Talvez por isso, Luís Roberto Barroso e Alexandre de Moraes, tentando conferir fundamento para as posições assumidas pelos ministros do STF, resolveram trazer novos elementos argumentativos ao “problema”, mas, com isto, só conseguiram piorar a situação.
Inauguraram a fase da incitação ao descumprimento dos Direitos Sociais.
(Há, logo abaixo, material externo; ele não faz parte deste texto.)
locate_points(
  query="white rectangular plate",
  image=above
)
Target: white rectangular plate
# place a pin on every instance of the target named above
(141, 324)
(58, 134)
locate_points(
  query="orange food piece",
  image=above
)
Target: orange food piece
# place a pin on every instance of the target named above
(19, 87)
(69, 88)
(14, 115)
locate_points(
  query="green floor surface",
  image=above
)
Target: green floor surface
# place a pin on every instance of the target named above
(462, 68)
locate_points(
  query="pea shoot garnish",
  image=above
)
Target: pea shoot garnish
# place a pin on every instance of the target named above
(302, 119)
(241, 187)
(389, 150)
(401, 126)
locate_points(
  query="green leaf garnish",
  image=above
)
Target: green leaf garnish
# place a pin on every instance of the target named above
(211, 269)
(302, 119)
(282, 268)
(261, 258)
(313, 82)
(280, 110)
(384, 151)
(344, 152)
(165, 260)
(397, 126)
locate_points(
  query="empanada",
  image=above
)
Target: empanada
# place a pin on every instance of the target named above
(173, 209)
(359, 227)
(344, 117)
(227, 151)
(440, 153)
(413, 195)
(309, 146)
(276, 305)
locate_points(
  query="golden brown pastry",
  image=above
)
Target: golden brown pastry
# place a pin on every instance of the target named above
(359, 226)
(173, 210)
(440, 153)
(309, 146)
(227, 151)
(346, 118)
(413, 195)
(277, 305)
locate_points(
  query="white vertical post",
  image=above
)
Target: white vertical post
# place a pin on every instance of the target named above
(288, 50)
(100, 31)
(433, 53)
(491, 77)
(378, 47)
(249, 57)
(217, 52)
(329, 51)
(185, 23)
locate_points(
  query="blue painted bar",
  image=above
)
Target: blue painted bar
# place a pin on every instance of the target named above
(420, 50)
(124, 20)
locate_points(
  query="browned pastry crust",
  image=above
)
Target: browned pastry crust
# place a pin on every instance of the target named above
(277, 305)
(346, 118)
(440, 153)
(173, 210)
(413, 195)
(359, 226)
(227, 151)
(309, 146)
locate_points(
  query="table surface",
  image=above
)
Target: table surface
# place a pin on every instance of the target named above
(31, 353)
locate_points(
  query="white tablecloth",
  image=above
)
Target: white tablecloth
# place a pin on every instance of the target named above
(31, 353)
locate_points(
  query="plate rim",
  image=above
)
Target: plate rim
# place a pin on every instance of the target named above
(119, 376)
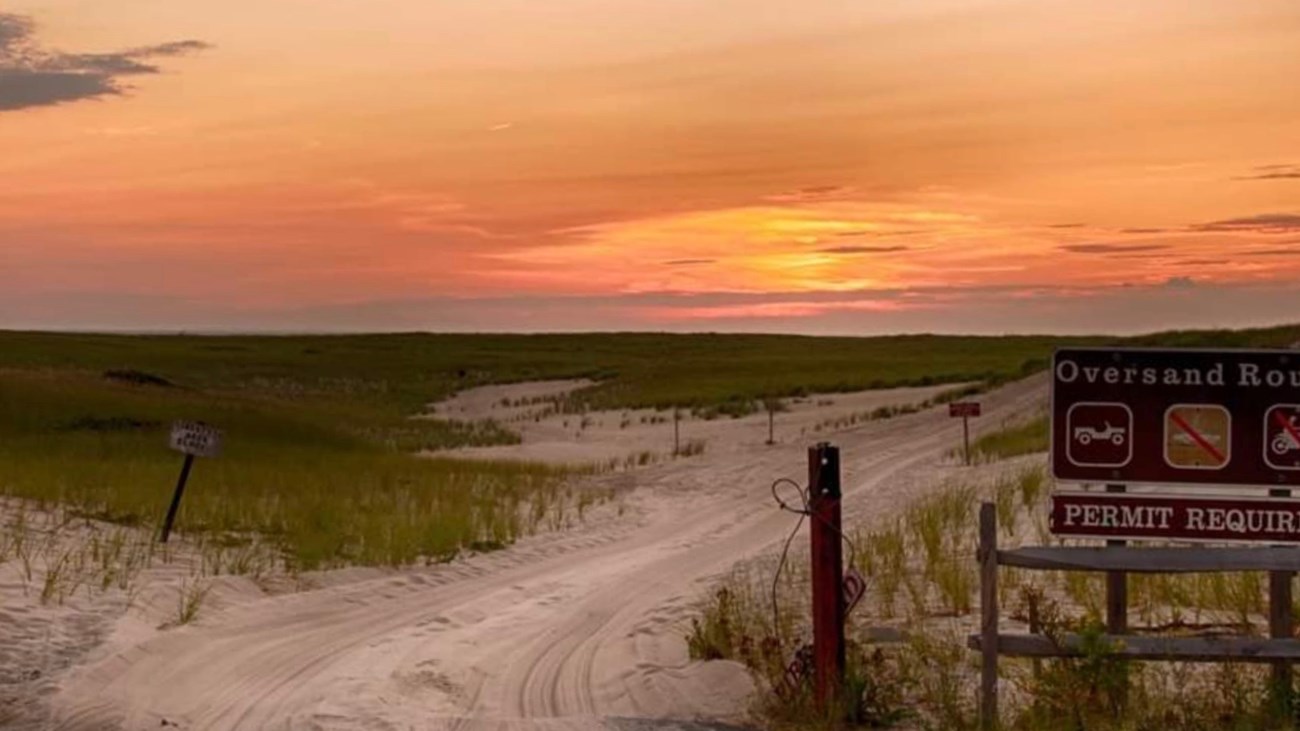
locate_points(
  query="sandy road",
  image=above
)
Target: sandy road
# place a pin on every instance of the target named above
(566, 631)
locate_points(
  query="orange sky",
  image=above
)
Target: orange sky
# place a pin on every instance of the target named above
(797, 165)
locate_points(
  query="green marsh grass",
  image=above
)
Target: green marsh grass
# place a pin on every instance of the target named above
(321, 494)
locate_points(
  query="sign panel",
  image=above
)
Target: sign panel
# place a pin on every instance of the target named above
(1175, 416)
(1113, 515)
(196, 438)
Em 12 de outubro de 2024, durante o II Fórum Esfera Internacional, em Roma, na Itália, falando a representantes do setor econômico (Eugenio Mattar – Localiza); Daniel Vorcaro – Banco Master; Flavio Cattaneo – ENEL; Roberto Azevêdo – Ambipar; Lucas Kallas – Cedro Participações; Alberto de Paoli – “Diretor de Resto do Mundo na Enel”; José Antônio Batista – Picpay; Fábio Coelho – Google; João Adibe – Cimed; Carlos Sanchez – Grupo NC; Wesley Batista – Grupo J&F; Rubens Menin – MRV, CNN Brasil e BancoInter; o presidente do Supremo Tribunal Federal (STF) e do Conselho Nacional de Justiça (CNJ), ministro Luís Roberto Barroso, disse que as dificuldades que os empresários enfrentam no Brasil é resultado de uma “legislação trabalhista complexa e, muitas vezes, desatualizada”.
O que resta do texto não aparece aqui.